I propose a Global Start Date...a day we all make the switch to the new way of life together...a day far enough away that we have a season or two to get food growing anywhere and everywhere it will, and figure out water, housing and energy, but close enough to be meaningful and effective...maybe we can help each other through...
Cue to Mr. Tyler: dream on, dream on, dream on, dream until your dreams come true...
Terms like "The financial industry was not quite as sophisticated as it thought" imply an element of incompetence and bad breaks in the industry that is forgivable.
To believe that the financial industry just made a few errors is to deny the root of the problem and be satisfied that they should only be charged with manslaughter, rather than first degree murder.
The financial industry IS MORE SOPHISTICATED than you and many Americans thought, and apparently still think, Robin !
During the past 30 years the financial industry has:
1)Through deregulation made themselves and ever larger part of the US economy, compensating themselves to the point that each player's annual income has exceeded the lifetime incomes of their counterparts in other key industries.
2)Prudently utilized some of that income to bribe all the right elected officials to assure that when the crash arrived, the elected officials would keep the money flowing to them courtesy of the US taxpayers.

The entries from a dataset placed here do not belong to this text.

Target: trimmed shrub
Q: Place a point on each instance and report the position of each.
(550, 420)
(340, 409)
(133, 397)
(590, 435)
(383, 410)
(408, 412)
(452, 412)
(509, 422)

Deregulation promulgated by the financial industry that caused the crash and the bribes that fueled it and continue to pay dividends were 100% premeditated. The crash is not the result of a few bad breaks.
Likewise, promulgation of policies and practices that enable climate change are not the result of a series of excusable mistakes, they are the product of special interests proactively preserving their profit centers that benefit 1% of the population at the expense of 100% of the population.
Thank you, professor Hahnel.
I have argued in various internet fora (which is to say ineffectivcely) exactly the same thing about climate change from a civil engineer's perspective. Regulations require large dams and critical structures - whose failure would result in loss of even just a few lives - to wthstand flood and earthquake events with very remote chance of ocurring over the life of the structure. No economic analysis could really justify the cost of these measures, but the public demands it, so it is done.
Having some knowlege of geologic history, I believe that the probability of the really catastrophic, humanity-ending scenarios for climate change are probably higher than the maxomum credible earthquake or the maximum credible precipitation events that are considered even if just a couple lives are at risk.
One thing Prof. Hahnel should have made more clear is the idea that most, non nihilistic people would consider completely absurd to put some price on humanity so we could do a risk nalysis, or a develop a benefit:cost ratio, for saving humanity itself. Most would consider the value of humanity to be something appraoching infinity. Therefore what an acceptable cost of preventing even remote events causing the demise of humanity? It seems that it would be pretty high to me.
"Therefore what an acceptable cost of preventing even remote events causing the demise of humanity? It seems that it would be pretty high to me."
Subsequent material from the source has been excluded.